27 сообщений в этой теме

Опубликовано:

Идея эта не нова -

 

https://e-libra.ru/read/136596-chast-etogo-mira.html

 

Постучался. Ответа не последовало. Отворил сам. Тут было что-то вроде прихожей, обставленной дорогой индийской мебелью. Две двери вели куда-то дальше. Постучался наугад.

Изнутри отозвались:

— Войдите!

Голос Кисча, который Лэх хорошо знал по присланным пленкам.

Лэх вошел. За кабинетным столом в высоком кресле сидел Сетера Кисч и что-то писал.

У него было две головы.

Мгновение они смотрели друг на друга, потрясенные. Лэх — в два глаза, Кисч — в четыре. Затем Кисч с легким криком вскочил, щелкнул на стене выключателем. С минуту из темноты доносилась какая-то возня. Голос Кисча, прерывающийся, нетвердый, спросил:

— Кто вы? Что это вообще такое?

Лэх откашлялся, чувствуя, как пересохло вдруг горло.

— Лэх.

— Какой Лэх?

— Ты же мне писал. Твой школьный друг.

— Школьный друг… А-а-а…

Опять щелкнул выключатель. Кисч стоял посреди комнаты, бледный, с дрожащими губами. Поправлял прическу. Вторая, дополнительная, как будто бы помоложе, голова исчезла. Правда, свет в комнате был каким-то нереальным — повсюду мерцали зеркала, обмениваясь бликами.

— Кто тебя сюда пустил?

— Меня?

— Ну да!

— При мне было твое письмо. Они посмотрели на подпись. Проверили у меня рисунок пальцев. То есть отпечатки.

— А как ты вообще попал в этот город?

— Но ты же пригласил. Собственно, звал не один раз. Просто настаивал.

— О господи! — Кисч вздохнул. — Вот это номер.
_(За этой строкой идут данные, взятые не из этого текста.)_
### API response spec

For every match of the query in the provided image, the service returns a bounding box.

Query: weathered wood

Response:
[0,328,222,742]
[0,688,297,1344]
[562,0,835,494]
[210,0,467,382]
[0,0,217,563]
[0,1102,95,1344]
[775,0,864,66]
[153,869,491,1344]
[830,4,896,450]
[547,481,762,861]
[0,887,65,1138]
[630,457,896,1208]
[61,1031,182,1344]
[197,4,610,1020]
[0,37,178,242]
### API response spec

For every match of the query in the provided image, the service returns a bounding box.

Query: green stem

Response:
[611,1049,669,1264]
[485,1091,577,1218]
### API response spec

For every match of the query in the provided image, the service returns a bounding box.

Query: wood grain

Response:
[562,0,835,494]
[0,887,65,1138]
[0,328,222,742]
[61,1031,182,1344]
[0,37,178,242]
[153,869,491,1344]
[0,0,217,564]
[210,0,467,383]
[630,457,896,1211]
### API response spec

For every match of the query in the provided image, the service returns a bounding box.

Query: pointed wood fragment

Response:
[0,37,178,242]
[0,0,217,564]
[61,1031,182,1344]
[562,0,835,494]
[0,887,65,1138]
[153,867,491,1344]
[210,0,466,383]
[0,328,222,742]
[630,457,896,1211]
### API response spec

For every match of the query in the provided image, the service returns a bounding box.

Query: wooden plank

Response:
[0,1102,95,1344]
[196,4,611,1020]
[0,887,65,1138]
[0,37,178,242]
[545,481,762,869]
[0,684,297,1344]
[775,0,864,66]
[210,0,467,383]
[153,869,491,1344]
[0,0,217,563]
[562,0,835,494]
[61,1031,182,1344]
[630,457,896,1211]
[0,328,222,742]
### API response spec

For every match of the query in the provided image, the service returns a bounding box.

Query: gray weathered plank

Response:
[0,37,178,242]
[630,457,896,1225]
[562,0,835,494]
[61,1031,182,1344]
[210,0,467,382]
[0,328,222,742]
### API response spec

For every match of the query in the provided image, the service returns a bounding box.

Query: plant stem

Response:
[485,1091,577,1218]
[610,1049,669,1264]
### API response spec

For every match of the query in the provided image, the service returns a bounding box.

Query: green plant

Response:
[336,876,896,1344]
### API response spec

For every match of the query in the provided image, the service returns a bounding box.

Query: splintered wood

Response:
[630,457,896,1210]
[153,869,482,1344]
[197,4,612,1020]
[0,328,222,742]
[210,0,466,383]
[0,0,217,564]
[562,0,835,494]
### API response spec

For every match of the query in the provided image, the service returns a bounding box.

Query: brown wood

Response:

Я и представить себе не мог, что ты на самом деле приедешь. Даже не думал о таком.

— Зачем же ты звал тогда?

— Если тебе при случайной встрече сказали «Очень рад познакомиться», ты же не принимаешь этого буквально. Не думаешь, что человек, который раньше о тебе и слыхом не слыхал, действительно вне себя от восторга.

— Да, конечно. — Лэху уже было понятно, что его миссия окончится ничем.

— Ошибся.

— Ты бы еще спросил, зачем я вообще начал переписку. Посиди вот так под землей безвыходно почти полтора десятка лет, не только друга детства вспомнишь.

— Но ты писал, все время разные там коллоквиумы, съезды.

— Мало ли что я писал. Куда мне ехать в таком виде?

— В таком виде?.. Значит, у тебя все-таки… — Лэху даже неудобно было выговорить. — Значит, у тебя не одна голова?

— Не одна. Сейчас не видно, потому что специальное освещение… Потом ведь отсюда не выпускают, все засекречено. Случайность, что ты прорвался.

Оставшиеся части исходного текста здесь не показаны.